Армстронг положил руки на стол и пристально посмотрел на американца.
— Я хочу, чтобы Ганн получал столько электроэнергии, сколько ему потребуется, столько бумаги, сколько ему необходимо, и любую помощь от твоей конторы.
— Но с чего вдруг такая перемена? — с подозрением спросил Макс.

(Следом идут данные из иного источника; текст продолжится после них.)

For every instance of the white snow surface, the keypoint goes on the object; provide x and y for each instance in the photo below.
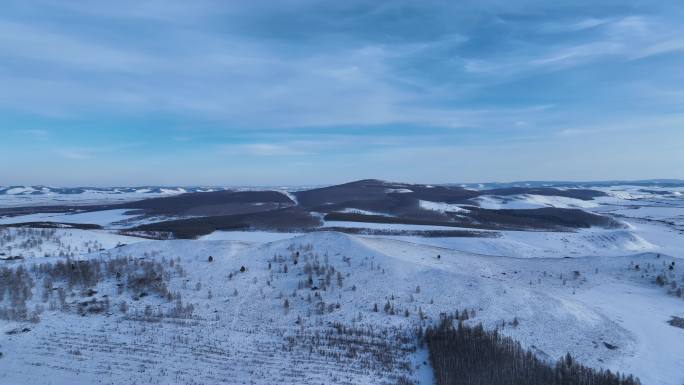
(531, 201)
(103, 218)
(571, 292)
(442, 207)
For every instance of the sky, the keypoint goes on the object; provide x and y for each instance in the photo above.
(288, 92)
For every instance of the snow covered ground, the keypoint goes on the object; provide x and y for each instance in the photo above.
(592, 293)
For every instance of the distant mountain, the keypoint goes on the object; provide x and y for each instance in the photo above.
(566, 184)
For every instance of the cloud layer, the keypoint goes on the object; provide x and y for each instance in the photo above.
(285, 91)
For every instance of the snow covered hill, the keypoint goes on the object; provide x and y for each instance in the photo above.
(280, 320)
(264, 307)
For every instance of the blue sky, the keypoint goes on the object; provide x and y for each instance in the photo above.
(307, 92)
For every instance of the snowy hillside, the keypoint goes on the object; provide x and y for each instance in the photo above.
(317, 306)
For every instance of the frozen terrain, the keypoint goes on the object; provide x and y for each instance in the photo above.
(304, 308)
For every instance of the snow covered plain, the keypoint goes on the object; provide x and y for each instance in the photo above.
(592, 293)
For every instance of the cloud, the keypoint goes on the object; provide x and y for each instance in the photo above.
(34, 133)
(74, 154)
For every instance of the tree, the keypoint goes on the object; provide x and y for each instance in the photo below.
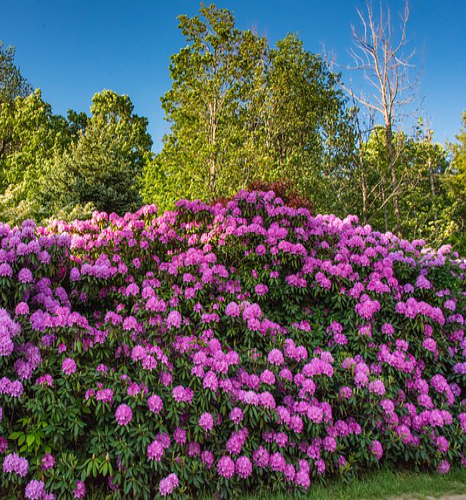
(456, 184)
(308, 129)
(215, 78)
(240, 111)
(32, 132)
(103, 167)
(387, 71)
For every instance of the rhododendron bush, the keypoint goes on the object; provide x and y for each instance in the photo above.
(224, 348)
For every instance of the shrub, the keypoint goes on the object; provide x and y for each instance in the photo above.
(224, 347)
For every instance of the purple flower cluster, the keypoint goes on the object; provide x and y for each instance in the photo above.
(248, 341)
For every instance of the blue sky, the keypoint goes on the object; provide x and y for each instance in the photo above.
(72, 49)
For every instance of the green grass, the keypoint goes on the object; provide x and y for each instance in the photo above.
(384, 484)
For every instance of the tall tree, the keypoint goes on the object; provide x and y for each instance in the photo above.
(309, 131)
(12, 82)
(103, 167)
(214, 80)
(32, 132)
(380, 55)
(456, 182)
(240, 111)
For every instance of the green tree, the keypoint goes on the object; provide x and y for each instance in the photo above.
(33, 132)
(240, 111)
(456, 184)
(309, 131)
(215, 80)
(102, 168)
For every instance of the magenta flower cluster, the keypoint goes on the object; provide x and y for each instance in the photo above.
(237, 346)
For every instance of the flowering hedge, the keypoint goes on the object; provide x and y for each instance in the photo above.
(224, 348)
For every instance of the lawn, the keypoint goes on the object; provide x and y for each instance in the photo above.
(384, 484)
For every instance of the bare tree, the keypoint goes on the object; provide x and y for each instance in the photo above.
(379, 54)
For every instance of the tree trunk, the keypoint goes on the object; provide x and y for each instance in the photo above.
(392, 160)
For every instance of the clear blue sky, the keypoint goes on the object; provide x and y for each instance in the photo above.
(72, 49)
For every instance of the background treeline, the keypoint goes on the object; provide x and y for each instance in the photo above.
(239, 111)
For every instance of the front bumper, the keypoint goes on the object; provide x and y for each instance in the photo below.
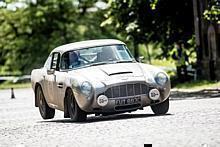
(124, 103)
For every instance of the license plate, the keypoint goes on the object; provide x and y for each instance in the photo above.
(128, 101)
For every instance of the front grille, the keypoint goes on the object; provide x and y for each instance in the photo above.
(134, 106)
(126, 90)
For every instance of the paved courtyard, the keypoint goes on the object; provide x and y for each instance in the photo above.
(190, 122)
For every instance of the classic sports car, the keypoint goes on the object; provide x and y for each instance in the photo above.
(97, 77)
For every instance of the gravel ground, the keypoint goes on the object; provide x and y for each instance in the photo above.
(191, 121)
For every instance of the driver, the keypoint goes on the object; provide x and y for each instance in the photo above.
(74, 60)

— Все очень просто, Макс. Я поспорил с несколькими придурками в британском секторе, что Ганн не разорится к концу месяца. Если ты все переиграешь, я получу гораздо больше тысячи долларов.
— Вот хитрый засранец, — Макс впервые за вечер начал облизывать губы. — Договорились, дружище. — Он протянул руку через стол.
Армстронг скрепил рукопожатием второй договор за этот день.
Три недели спустя капитан Макс Сэквилл поднялся на борт самолета, улетающего в Северную Каролину. Ему пришлось заплатить Армстронгу всего несколько долларов, которые он проиграл в их последний вечер в покер. Первого числа его место занял майор Берни Гудман.
В тот же день Армстронг приехал в американский сектор, и Ганн вручил ему подписанный договор.
— Не знаю, как вам это удалось, — сказал Ганн, — но вынужден признать, ваши слова каким-то образом доходят до Бога.
Они пожали друг другу руки.
— Надеюсь на долгое плодотворное сотрудничество, — на прощание сказал Армстронг.
Ганн промолчал.
Вечером Армстронг сообщил Шарлотте, что его бумаги наконец-то оформили и к концу месяца они уедут из Берлина. Он также поставил ее в известность, что получил права на распространение продукции Юлиуса Ганна за границей, поэтому он приступит к работе, как только самолет приземлится в Лондоне. Из него так и сыпались идеи, но Шарлотта не возражала, потому что была счастлива уехать из Берлина. Когда он наконец замолчал, она посмотрела на него и сказала:
— Сядь, пожалуйста, Дик, потому что я тоже хочу тебе что-то сказать.
Армстронг обещал лейтенанту Уэйкхему, рядовому Бенсону и Сэлли обеспечить их работой после увольнения из армии, и все заверили, что свяжутся с ним, как только будут готовы их демобилизационные документы.
— Ты проделал для нас адскую работу здесь, в Берлине, Дик, — сказал ему полковник Оакшот. — Даже не знаю, как мы будем без тебя обходиться. Хотя после твоей блестящей идеи о слиянии газет «Дер Телеграф» и «Дер Берлинер» нам, наверное, и не придется искать тебе замену.